Most patients can be reassured that with a good home program of icing, simple isometric quadriceps strengthening with straight leg raises, hip abductor strengthening, the use of over-the-counter pain medication (acetaminophen or naproxen), and time, their symptoms will resolve. It is important, however, to note that this treatment usually takes 4–8 weeks before the patient notices much of a difference. The use of an anterior knee sleeve or patellar taping by the properly trained clinician or physical therapist may speed up this process. Initially, focus is on quadriceps and hip abductor strengthening but then progression is to strengthening for musculature of the lower extremity and trunk to ensure lasting symptom relief. These patients will not tolerate open chain exercises due to increased force generated on the patellofemoral articulation (exercise in which the foot is not in contact with another object during the whole exercise cycle such as knee extensions).
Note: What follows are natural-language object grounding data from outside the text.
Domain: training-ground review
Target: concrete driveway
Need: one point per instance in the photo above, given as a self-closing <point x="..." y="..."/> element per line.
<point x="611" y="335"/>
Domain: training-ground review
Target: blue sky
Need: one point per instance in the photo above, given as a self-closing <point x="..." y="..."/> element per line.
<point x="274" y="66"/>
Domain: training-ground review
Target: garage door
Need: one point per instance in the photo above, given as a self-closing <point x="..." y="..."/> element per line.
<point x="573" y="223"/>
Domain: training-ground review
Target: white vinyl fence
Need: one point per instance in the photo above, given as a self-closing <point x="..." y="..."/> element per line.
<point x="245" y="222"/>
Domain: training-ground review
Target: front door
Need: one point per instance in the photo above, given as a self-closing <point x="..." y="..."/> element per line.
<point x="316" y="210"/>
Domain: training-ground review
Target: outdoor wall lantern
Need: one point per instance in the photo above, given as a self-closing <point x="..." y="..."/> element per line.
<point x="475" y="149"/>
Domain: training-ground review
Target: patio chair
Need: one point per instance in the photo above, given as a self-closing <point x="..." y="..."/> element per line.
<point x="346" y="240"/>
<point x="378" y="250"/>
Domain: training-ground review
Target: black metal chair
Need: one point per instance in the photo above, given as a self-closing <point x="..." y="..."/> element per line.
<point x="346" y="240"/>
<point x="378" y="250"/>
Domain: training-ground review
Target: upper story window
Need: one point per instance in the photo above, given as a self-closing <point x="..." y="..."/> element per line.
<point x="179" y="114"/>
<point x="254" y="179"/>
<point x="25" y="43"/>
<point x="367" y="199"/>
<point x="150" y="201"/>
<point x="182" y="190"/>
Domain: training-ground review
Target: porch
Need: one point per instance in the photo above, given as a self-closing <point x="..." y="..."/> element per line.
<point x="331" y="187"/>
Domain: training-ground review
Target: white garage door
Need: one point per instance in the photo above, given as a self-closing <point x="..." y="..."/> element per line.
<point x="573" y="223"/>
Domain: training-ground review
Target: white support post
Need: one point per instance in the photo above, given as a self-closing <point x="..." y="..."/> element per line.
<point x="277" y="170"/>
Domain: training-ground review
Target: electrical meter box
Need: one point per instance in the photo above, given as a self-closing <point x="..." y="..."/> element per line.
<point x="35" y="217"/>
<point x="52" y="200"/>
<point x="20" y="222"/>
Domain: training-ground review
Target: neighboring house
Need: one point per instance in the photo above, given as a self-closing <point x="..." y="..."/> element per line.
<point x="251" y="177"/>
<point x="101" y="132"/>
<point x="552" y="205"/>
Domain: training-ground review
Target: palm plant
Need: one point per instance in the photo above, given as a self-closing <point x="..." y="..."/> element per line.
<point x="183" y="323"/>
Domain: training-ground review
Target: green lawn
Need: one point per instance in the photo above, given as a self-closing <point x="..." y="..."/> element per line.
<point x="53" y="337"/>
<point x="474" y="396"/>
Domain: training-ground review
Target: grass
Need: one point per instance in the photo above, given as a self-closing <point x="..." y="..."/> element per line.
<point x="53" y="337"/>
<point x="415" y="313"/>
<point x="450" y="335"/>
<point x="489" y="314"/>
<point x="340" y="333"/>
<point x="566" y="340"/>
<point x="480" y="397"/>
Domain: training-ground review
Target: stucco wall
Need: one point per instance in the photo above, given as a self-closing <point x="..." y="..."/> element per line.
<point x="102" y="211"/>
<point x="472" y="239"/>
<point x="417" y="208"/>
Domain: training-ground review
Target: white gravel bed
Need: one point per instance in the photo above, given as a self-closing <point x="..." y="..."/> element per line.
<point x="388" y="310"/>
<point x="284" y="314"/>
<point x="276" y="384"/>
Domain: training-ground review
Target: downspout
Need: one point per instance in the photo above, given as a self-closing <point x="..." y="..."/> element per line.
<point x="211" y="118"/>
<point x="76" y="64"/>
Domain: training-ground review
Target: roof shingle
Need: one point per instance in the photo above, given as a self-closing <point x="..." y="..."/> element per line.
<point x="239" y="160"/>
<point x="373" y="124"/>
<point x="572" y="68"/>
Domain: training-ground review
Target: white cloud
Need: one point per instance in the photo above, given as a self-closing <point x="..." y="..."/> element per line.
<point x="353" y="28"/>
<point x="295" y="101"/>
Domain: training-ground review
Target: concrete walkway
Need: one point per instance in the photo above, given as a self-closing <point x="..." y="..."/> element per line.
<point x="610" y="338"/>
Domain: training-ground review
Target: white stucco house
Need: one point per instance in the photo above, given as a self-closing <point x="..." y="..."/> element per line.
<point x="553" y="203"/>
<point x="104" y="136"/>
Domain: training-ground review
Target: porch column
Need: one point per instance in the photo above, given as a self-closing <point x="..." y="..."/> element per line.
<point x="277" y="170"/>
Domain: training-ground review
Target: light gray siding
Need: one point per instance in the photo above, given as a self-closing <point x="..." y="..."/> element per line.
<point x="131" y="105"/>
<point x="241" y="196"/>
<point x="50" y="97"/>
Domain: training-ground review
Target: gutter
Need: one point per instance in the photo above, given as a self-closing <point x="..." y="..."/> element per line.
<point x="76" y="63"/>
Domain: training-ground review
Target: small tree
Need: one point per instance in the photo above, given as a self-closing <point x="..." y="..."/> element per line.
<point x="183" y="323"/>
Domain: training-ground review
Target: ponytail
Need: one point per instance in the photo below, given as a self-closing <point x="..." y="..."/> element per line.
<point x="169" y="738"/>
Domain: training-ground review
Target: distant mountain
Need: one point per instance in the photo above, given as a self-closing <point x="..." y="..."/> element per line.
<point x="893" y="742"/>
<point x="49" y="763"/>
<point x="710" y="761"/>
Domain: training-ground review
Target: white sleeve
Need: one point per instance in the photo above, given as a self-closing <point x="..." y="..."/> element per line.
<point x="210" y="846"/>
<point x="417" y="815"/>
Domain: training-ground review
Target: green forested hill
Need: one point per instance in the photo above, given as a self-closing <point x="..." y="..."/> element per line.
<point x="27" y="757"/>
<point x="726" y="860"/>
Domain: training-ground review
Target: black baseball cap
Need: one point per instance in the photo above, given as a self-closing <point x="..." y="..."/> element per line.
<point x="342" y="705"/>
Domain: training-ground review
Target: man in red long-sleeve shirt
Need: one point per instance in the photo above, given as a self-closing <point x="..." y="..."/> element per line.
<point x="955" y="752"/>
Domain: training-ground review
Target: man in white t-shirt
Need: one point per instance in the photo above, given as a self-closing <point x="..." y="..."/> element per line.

However, closed chain exercises are encouraged. (The foot is in contact with the surface during the whole exercise cycle such as leg press, bicycling, elliptical, and swimming.)
Acutely Effused Knee
When assessing a patient with an acutely effused knee, a number of points should be kept in mind. The patient is oftentimes in pain or anxious, and the examiner should take their time in a private setting to evaluate this properly. Many times having the patient lay in a comfortable position with a pillow or some type of prop under their knee allowing their knee to flex about 30° can assist in examining the patient. If the knee is already tightly effused, many of the tests that have been described become invalid. Any type of systemic symptom such as fever, chills, etc. should alert one to possible sepsis. Crystal-induced arthritis can occur, particularly in patients over the age of 40, and should be considered in the proper setting. Juvenile rheumatoid arthritis can present in children initially with a significant knee effusion. If trauma to the knee has occurred, four possible conditions should be evaluated.
Trauma to the Knee
Subluxed/Dislocated–Relocated Patella
The first one is a subluxed or dislocated–relocated patella. If the patient’s knee is in a semi-extended position, the posterior aspect of the patella is not engaged with the distal condyles of the femur and so the patella can be in an “at-risk” position for either subluxation or frank dislocation. This may happen if there is a mismatch of the bony parts such as a high riding patella or the lateral condyle of the femur that has failed to form completely so that the femoral groove is pathologically “shallow.” The patient’s mechanism of injury generally involves twisting along with the knee bending into a valgus position causing the patella to sublux or dislocate laterally. When this happens, the posterior aspect of the patella may be damaged which can lead to loose body formation. For this reason, x-rays including a patellar sunrise view are recommended in this setting. An excellent test to rule this condition out is the patellar apprehension test as described above (Fig. 9.4). If the radiograph is negative, the patient can be treated with a knee sleeve, ice, weight bearing as tolerated and rehabilitation focusing on quadriceps strengthening to enhance dynamic stabilization of the patella. Recurrent subluxation or patients that complain of physical catching of the patella or locking with the joint with activity should be referred to an orthopedic surgeon.